L’esperienza insegna che gli errori sono sempre gli stessi, e sono sei:
- Lasciare che l’acquisizione avvenga senza far verbalizzare nulla su dove, come e con quale consenso i documenti sono stati reperiti.
- Parlare, spiegare, “giustificare” a caldo davanti ai verificatori, trasformando in prova ciò che era solo un indizio.
- Non usare la finestra amministrativa — le osservazioni al processo verbale di constatazione e la risposta allo schema di atto — lasciando che l’avviso si formi senza contraddittorio effettivo.
- Disconoscere genericamente gli appunti (“non sono miei”, “erano preventivi”, “sono ipotesi di lavoro”) senza offrire una prova contraria concreta e verificabile.

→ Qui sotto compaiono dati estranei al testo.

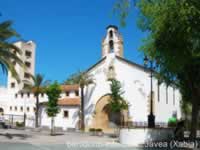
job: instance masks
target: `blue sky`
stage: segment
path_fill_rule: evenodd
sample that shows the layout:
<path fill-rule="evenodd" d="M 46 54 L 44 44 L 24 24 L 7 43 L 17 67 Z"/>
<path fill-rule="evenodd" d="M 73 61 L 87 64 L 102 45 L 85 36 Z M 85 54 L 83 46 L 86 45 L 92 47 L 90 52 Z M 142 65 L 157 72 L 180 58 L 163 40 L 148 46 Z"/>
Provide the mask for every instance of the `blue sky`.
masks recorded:
<path fill-rule="evenodd" d="M 127 26 L 120 27 L 119 18 L 112 12 L 114 3 L 115 0 L 2 0 L 0 21 L 12 20 L 21 39 L 36 42 L 36 73 L 62 82 L 101 59 L 101 40 L 109 24 L 119 26 L 125 58 L 142 63 L 138 48 L 145 33 L 136 25 L 137 10 L 131 11 Z M 0 84 L 5 84 L 5 75 L 0 76 Z"/>

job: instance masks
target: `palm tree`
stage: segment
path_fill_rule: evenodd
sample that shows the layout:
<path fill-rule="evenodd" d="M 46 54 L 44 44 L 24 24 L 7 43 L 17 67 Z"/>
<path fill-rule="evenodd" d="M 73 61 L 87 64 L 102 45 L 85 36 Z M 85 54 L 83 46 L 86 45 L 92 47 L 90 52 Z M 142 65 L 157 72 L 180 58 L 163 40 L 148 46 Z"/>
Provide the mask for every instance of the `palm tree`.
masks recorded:
<path fill-rule="evenodd" d="M 85 130 L 85 114 L 84 114 L 84 88 L 85 86 L 94 83 L 94 79 L 87 72 L 79 71 L 76 74 L 71 75 L 65 82 L 65 84 L 79 84 L 81 89 L 81 129 Z"/>
<path fill-rule="evenodd" d="M 11 21 L 0 23 L 0 66 L 3 73 L 7 73 L 9 70 L 12 76 L 20 82 L 14 63 L 20 66 L 23 65 L 22 60 L 17 56 L 17 54 L 21 54 L 22 52 L 18 47 L 8 41 L 12 37 L 18 37 L 18 34 L 11 28 L 11 25 Z"/>
<path fill-rule="evenodd" d="M 44 80 L 44 76 L 41 74 L 36 74 L 35 76 L 31 75 L 31 78 L 33 83 L 30 83 L 30 81 L 24 82 L 27 82 L 25 88 L 31 90 L 36 97 L 35 127 L 37 128 L 39 127 L 39 94 L 44 93 L 45 87 L 49 84 L 49 81 Z"/>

- Farsi ricostruire solo i ricavi occulti, senza pretendere il riconoscimento dei costi che gli stessi appunti documentano.
- Trattare la vicenda come un problema solo fiscale, ignorando che dal medesimo verbale può nascere una notizia di reato e che il coordinamento tra i due piani va impostato dal primo giorno.
Su un tema come questo la difesa non è un’attività unicamente tecnico-contabile né unicamente processuale: richiede di leggere un verbale della Guardia di Finanza con gli occhi di chi conosce l’istruttoria, ricostruire numeri con gli strumenti del commercialista e portare le eccezioni fino all’ultimo grado di giudizio. Lo Studio Monardo opera esattamente su questa linea perché l’Avv. Giuseppe Angelo Monardo coordina uno staff multidisciplinare operante a livello nazionale in diritto bancario e tributario, nel quale avvocati e commercialisti lavorano insieme sullo stesso fascicolo, ed è avvocato cassazionista, quindi in grado di impostare fin dalle osservazioni al verbale una linea difensiva che regga anche quando la controversia arriva davanti alla Corte di cassazione — che è precisamente il luogo in cui, su documentazione extracontabile e inutilizzabilità delle prove, si stanno decidendo oggi le questioni più delicate.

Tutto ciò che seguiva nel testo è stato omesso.